Teaching kids to play independently

Self-directed play is vital for their development – and your sanity. But can you really “teach” independence? The experts say yes! 

With the kids home all day, it’s no wonder that screen-time never looked so good. After all, there are only so many toilet-roll puppets a parent can make before her brain turns to Clagg. 

But there is a third way. As we head into another week of lockdown, why not try teaching them a lifeskill that’s more important for their development – and your sanity – than any other subject of the curriculum? 

Playing independently is a skill many of our digital kids have never fully developed. That’s understandable, and for two reasons.

First, this generation has been more “scheduled” – with sport, activities and planned playdates – than any previous one. Second, and probably even more importantly, they’ve had access to an endless array of screen-based amusements virtually since birth.

But our children’s lack of practice at self-directed play is also unfortunate. Because, as diverting as scheduled activities and digital play can be, experts tell us they are no match for the old-school variety: imaginative, reality-based, tactile and kid-driven. 

When it comes to children’s social, cognitive and emotional development, independent play is hands-down their best medicine.

Many of us are well aware of that in theory. But putting it into practice is a different matter entirely. How can you “teach” kids to play independently? And isn’t that a contradiction in terms anyhow? 

When it comes to children’s social, cognitive and emotional development, independent play is hands-down their best medicine.

With weeks and probably months of home isolation looming ahead of us, now’s the perfect time to pick up some pointers from the experts – who assure us that, yes, there’s plenty that mums and dads can do to encourage this critical skill. 

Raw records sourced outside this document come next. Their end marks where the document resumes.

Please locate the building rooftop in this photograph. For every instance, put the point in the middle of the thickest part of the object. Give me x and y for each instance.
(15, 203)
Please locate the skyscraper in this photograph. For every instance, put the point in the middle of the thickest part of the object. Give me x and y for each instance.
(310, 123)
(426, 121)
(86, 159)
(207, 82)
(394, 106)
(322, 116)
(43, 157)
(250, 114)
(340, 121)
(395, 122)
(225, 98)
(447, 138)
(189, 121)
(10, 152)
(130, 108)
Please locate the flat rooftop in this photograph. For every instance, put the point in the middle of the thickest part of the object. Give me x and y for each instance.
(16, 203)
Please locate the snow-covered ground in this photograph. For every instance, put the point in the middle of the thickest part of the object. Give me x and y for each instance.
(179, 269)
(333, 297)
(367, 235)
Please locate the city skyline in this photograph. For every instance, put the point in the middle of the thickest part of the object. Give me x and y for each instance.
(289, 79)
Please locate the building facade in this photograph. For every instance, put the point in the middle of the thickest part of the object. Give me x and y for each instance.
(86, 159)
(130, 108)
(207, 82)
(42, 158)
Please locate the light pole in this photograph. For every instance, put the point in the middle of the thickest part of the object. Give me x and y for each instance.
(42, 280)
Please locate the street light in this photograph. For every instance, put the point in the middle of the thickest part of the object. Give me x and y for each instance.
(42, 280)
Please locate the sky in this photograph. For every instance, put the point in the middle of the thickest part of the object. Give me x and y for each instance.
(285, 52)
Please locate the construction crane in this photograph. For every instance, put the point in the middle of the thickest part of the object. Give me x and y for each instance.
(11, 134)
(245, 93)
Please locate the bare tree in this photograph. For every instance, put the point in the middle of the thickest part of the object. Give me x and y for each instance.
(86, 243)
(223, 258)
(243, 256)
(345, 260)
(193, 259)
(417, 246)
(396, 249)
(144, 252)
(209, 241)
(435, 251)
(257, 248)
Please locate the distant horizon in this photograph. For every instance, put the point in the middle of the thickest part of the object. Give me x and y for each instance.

Their top tip? Start the day with connection. 

To teach your kids to be more independent, start by making sure you’re meeting their security needs. 

During a crisis – and the present moment is a perfect example – it’s natural for children to regress a bit, to become more clingy and need more physical closeness. 

“It’s a bit of a paradox, but independence and exploration are not the opposite of dependence, safety and security. They flow from them,” notes Dr. Lawrence J. Cohen, author of Playful Parenting

He advises starting the day with 20 minutes high-quality connected play. Set a time, and tell your child this time is just for them – that you are at their service to be a helper and playmate. 

Don’t tell them what to do. Instead, “narrate” and comment on what they’re doing – without judgement. 

Kids love it when their parents watch them at play. (“Look at me! Look at me!”) Setting aside time to do exactly that, and nothing but that, can prime them to continue playing long after the timer goes off.

shutterstock_256834798And when it does? Tell them “I loved watching you play. I’ll be back again later [or after lunch or in half an hour] to do it again!”

“Strewing” is another technique experts advise. Basically, strewing involves extending invitations to play, by creating prompts for children to discover on their own. 

Parenting coach Avital Schreiber-Levy, who calls strewing “one of the best tricks of the trade,” suggests setting out a scene on a baking tray – say, a group of teddies having a tea party or playing with trains – or putting out a puzzle in an unexpected place, with the pieces flipped over and ready for action.

Setting kids up in a space where they can safely make a mess is another of Schreiber-Levy’s tips – and messy, tactile play, she adds, is especially soothing and engaging for kids. 


She allows her own children, aged two and four, to play in the bathtub with shaving cream, while she sits on the toilet with her laptop to work – an unorthodox but successful strategy that buys her up to 90 minutes of work time.